Fans of free-form planting style should take a trip to the American Museum Gardens, just outside of Bath. The garden’s Winding Way is wheelchair accessible and takes visitors around the lawn where you can spot sculptures of key figures from American history by sculptor Angela Connor. The museum’s gardens also include a replica of George Washington’s garden at Mount Vernon, a Lewis and Clark trail and an arboretum.
The grounds at Compton Verney make an ideal trip out for art and nature lovers alike. The park aims to recreate the landscape that was originally designed by Lancelot ‘Capability’ Brown in 1768.
Opened in 1817, Dulwich Picture Gallery is dubbed the world’s first purpose-built art gallery. Every nook and cranny of the grounds was made with the public in the mind, and this includes the gardens. The garden is a great spot to admire the gallery’s spectacular architecture, designed by the Regency architect Sir John Soane.
Created in 2014 by internationally renowned landscape designer Piet Oudolf, the garden at Hauser & Wirth is a sprawling splendour of soft perennials and swaying seed heads. The plants are kept low, so you can enjoy the sculptures that feature also, most prominently, the Radić Pavilion which was designed by the Chilean architect Smiljan Radić.
The influential sculptor, Barbara Hepworth, first came to Cornwall in 1939 and would live there until her death in 1975. She lived and worked in her studio, Trewyn studios, which is now the Barbara Hepworth Museum. Her tucked-away garden became the ideal backdrop for her abstract sculptures, which reflected the natural curves and textures of the landscape.
Experience an authentic regency garden at the Royal Pavilion Gardens in Brighton. The garden follows the 1820 plans of the architect and landscape designer, John Nash, and includes many of the plant species included in the original design.

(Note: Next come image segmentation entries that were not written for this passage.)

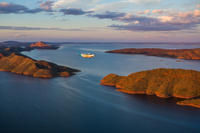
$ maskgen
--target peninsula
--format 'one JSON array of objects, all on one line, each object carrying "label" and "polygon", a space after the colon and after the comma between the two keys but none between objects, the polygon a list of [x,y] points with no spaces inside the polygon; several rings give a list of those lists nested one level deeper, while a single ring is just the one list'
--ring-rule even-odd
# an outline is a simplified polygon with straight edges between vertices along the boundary
[{"label": "peninsula", "polygon": [[[185,99],[179,105],[200,107],[200,72],[184,69],[154,69],[128,76],[109,74],[101,85],[113,86],[128,94],[156,95],[161,98]],[[195,100],[194,100],[195,98]]]},{"label": "peninsula", "polygon": [[106,51],[106,53],[144,54],[147,56],[170,57],[185,60],[200,60],[200,48],[195,49],[158,49],[158,48],[126,48]]},{"label": "peninsula", "polygon": [[48,45],[45,42],[36,42],[36,43],[32,43],[30,45],[31,48],[35,48],[35,49],[58,49],[58,46],[55,45]]},{"label": "peninsula", "polygon": [[[38,45],[36,45],[38,44]],[[76,72],[77,69],[59,66],[51,62],[43,60],[34,60],[28,56],[21,54],[22,51],[31,51],[35,48],[54,49],[49,45],[43,46],[41,42],[36,43],[34,46],[31,44],[27,47],[0,47],[0,71],[12,72],[35,78],[53,78],[53,77],[69,77]],[[40,45],[40,46],[39,46]],[[38,46],[38,47],[37,47]]]}]

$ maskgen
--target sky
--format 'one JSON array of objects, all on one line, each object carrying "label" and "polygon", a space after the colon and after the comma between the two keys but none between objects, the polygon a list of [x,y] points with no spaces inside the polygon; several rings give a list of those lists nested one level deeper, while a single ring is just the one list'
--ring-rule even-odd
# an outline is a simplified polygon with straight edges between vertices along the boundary
[{"label": "sky", "polygon": [[0,0],[0,41],[200,42],[200,0]]}]

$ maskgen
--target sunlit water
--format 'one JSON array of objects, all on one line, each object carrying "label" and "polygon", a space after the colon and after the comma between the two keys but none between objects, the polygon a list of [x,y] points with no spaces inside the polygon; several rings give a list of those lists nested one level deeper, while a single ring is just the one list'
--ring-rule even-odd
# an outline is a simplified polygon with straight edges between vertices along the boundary
[{"label": "sunlit water", "polygon": [[[154,68],[200,71],[200,61],[104,53],[119,48],[197,48],[172,44],[66,44],[24,54],[81,70],[70,78],[36,79],[0,72],[1,133],[199,133],[200,109],[174,99],[128,95],[99,85],[109,73]],[[95,53],[85,59],[80,53]]]}]

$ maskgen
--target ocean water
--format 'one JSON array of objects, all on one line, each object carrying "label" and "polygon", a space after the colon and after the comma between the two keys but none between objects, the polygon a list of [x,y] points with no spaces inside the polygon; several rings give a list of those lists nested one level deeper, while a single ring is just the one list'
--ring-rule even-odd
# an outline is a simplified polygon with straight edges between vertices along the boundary
[{"label": "ocean water", "polygon": [[[199,48],[194,44],[63,44],[24,54],[77,68],[69,78],[36,79],[0,72],[0,133],[199,133],[200,109],[176,99],[128,95],[99,85],[109,73],[154,68],[200,71],[200,61],[104,53],[119,48]],[[95,53],[85,59],[80,53]]]}]

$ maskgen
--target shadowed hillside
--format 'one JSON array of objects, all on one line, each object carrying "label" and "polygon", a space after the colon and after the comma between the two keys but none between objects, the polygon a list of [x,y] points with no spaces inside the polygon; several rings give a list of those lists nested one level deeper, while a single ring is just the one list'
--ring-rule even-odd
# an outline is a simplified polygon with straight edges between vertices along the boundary
[{"label": "shadowed hillside", "polygon": [[[200,72],[183,69],[154,69],[132,73],[128,76],[109,74],[101,80],[101,85],[114,86],[118,88],[118,91],[128,94],[191,99],[200,96]],[[200,101],[198,103],[200,105]]]}]

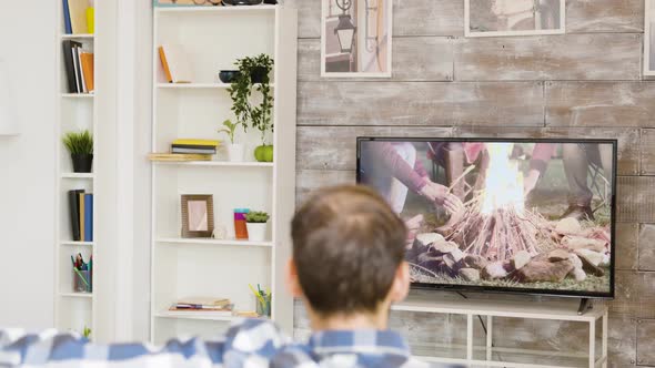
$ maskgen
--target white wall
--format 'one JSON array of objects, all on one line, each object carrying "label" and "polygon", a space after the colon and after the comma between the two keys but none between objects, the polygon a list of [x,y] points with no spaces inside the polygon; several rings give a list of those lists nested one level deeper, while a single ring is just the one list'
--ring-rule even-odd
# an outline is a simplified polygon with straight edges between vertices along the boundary
[{"label": "white wall", "polygon": [[0,59],[21,125],[0,137],[0,326],[53,325],[57,3],[0,0]]}]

Enjoy towering works of art in the fresh air at the Yorkshire Sculpture Park, covering 500 acres of land, including hills, woodland and formal gardens. The park was originally owned by the Beaumont family, but would later become a part of Bretton Hall College. It was here that art lecturer Peter Murray had the idea of opening the space up to the public. Recent artists that have exhibited include Damien Hirst, Joana Vasconcelos and Alfredo Jaar.